R number falls slightly to a maximum of 1.2
Written by on 13 November 2020
The coronavirus reproduction number in the UK has fallen slightly to a maximum of 1.2, government scientists have said.
Nationwide, the reproduction (R) number is now between 1.0 and 1.2 – down from between 1.1 and 1.3 last week, according to the Scientific Advisory Group for Emergencies (SAGE).
The number of new COVID-19 cases is increasing by between 1 and 3% every day, they added.
The R number is an indicator used to determine how quickly coronavirus is spreading, representing the average number of people each person with the virus goes on to infect.

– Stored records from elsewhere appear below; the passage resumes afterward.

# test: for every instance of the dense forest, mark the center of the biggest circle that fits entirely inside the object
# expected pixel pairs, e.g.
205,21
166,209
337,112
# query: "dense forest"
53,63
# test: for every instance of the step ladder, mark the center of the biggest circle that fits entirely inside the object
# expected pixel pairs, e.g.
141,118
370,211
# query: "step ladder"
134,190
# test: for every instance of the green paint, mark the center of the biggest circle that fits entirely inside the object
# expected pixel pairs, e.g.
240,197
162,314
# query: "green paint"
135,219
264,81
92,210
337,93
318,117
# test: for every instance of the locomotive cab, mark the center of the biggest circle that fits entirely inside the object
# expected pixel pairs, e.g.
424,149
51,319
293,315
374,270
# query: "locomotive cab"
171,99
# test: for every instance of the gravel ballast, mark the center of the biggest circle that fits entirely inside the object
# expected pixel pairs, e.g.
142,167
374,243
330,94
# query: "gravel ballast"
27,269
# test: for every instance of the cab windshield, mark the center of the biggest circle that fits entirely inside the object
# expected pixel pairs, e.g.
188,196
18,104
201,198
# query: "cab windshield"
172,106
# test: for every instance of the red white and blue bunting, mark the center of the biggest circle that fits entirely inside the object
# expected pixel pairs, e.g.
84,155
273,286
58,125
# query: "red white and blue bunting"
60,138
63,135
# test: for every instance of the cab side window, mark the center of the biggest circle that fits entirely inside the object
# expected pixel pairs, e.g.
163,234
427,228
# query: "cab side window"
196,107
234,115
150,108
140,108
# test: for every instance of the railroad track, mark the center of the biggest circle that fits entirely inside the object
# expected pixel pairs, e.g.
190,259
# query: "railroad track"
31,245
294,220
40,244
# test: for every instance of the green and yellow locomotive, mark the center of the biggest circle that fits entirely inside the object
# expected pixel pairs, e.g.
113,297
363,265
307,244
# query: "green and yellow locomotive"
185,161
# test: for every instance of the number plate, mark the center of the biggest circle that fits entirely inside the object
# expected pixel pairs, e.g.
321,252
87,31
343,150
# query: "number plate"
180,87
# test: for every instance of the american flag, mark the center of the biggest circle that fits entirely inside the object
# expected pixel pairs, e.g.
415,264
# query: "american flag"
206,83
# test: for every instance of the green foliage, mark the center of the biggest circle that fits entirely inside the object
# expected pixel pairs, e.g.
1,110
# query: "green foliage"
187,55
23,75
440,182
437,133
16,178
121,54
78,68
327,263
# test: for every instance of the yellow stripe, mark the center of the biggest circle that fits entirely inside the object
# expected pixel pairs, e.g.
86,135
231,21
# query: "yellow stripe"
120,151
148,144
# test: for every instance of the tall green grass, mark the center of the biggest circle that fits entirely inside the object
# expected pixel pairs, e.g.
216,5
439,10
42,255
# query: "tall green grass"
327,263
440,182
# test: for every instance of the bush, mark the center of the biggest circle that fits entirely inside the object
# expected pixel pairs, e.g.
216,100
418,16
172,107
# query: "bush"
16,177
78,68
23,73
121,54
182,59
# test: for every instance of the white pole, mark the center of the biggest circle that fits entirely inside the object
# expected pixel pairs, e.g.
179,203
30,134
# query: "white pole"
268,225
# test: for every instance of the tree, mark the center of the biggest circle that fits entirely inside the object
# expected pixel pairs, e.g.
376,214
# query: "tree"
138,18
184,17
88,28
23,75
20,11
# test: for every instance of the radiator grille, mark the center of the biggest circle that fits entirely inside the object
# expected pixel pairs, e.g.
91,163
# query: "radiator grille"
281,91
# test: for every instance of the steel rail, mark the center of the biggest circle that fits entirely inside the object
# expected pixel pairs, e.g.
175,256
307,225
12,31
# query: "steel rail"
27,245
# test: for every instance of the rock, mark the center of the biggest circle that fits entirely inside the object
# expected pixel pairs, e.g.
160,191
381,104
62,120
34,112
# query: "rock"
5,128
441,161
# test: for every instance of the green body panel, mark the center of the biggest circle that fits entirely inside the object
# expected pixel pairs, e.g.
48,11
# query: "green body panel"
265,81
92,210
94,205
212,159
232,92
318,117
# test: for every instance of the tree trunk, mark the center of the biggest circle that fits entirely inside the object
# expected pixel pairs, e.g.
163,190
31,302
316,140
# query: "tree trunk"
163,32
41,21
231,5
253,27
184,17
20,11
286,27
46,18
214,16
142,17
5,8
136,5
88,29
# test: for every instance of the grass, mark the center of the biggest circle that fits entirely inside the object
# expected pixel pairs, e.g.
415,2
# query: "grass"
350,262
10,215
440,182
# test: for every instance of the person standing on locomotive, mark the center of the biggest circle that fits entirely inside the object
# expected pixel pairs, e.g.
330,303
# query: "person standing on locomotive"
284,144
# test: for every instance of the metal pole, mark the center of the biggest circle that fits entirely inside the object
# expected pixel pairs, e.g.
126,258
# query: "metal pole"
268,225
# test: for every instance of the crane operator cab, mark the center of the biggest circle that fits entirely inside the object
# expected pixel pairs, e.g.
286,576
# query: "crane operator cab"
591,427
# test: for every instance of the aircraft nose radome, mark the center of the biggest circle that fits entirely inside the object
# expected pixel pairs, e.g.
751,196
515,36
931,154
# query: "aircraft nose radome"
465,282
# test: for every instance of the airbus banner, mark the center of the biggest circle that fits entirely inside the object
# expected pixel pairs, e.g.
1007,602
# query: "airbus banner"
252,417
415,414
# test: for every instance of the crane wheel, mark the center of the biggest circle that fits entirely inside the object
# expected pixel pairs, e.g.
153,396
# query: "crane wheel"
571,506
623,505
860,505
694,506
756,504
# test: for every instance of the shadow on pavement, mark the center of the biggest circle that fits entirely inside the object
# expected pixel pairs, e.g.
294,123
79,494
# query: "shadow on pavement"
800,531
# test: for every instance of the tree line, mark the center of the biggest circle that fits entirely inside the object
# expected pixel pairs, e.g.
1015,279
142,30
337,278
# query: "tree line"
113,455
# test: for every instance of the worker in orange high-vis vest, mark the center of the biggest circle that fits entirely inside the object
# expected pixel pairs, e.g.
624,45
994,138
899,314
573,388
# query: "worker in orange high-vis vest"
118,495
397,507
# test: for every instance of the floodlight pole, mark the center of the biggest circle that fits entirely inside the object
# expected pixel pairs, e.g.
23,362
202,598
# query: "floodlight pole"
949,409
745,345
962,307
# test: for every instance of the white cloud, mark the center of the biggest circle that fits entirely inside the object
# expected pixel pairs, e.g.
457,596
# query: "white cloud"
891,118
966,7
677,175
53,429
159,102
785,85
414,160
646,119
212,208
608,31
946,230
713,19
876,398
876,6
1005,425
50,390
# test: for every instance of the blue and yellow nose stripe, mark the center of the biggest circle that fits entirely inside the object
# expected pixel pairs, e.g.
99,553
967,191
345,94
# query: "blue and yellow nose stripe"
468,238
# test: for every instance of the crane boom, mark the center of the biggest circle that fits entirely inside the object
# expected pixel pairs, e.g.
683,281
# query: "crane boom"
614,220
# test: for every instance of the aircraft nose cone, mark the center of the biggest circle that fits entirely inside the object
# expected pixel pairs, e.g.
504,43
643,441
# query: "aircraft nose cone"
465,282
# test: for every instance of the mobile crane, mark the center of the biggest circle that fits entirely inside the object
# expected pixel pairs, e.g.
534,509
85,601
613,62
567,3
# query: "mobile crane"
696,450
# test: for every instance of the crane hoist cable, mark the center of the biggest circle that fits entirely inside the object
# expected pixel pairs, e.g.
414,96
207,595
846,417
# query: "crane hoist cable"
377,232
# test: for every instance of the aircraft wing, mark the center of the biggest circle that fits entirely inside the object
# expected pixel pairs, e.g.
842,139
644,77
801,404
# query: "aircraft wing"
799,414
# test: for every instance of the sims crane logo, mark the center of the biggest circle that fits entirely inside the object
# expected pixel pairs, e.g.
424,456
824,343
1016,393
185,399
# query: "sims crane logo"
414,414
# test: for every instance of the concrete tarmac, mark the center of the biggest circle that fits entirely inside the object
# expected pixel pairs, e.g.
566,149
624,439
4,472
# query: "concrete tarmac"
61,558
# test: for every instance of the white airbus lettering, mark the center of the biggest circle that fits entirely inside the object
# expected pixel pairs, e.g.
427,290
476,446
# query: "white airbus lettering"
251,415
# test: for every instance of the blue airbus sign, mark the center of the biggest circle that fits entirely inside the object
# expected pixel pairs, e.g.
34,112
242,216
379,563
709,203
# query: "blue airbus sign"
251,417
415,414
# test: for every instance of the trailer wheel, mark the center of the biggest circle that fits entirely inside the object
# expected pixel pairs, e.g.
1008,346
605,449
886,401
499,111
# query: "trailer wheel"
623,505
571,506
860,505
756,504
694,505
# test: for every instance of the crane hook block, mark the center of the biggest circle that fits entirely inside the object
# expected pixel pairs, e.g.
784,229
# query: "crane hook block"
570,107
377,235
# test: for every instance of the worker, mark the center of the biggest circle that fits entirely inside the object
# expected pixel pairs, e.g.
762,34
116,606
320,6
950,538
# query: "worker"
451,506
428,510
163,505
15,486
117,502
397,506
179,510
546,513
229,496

But SAGE says that “the estimate of R for the entire UK has become less meaningful in recent weeks”, because of different restrictions in each of the four nations.
They also caution that while the R has dropped in some areas, case numbers there are still “very high”.
“Significant levels of healthcare demand and mortality will persist until R is reduced to and remains below 1 for an extended period of time,” they add.
The R number is currently lowest in the North West of England – between 0.9 and 1.1, followed by the North East and London, which are both in line with the national figure of between 1.0 and 1.2.
The South West, South East and East of England have the highest R numbers – with a maximum of 1.4.
A breakdown of R numbers across England
South East 1.2 to 1.4 (unchanged)
South West 1.2 to 1.4 (unchanged)
East of England 1.1 to 1.4 (unchanged)
Midlands 1.1 to 1.3 (unchanged)
North East and Yorkshire 1.0 to 1.2 (down from 1.1 to 1.2)
London 1.0 to 1.2 (down from 1.1 to 1.3)
North West 0.9 to 1.1 (down from 1.0 to 1.1)
Elsewhere on Friday, an Office for National Statistics (ONS) infection survey showed that 654,000 people had coronavirus outside of hospital in England between 31 October and 6 November.
This is the equivalent of around 1.2% of the population.
The most recent figures represent a jump from 618,700 people, or 1.13% of the population, who were estimated to have coronavirus in the previous week.
But the ONS said that while the infection rate has risen, “the rate of increase is slower than previous weeks”.
Case rates for the most recent period were highest among secondary school aged children, older teenagers and young adults, the report said.
While infection rates in Wales and Scotland increased, those in Northern Ireland have “now appear to have levelled off”, the ONS survey said.
In Northern Ireland around 1 in 105 people have COVID-19 in the community, compared to 1 in 85 in Wales and 1 in 135 in Scotland.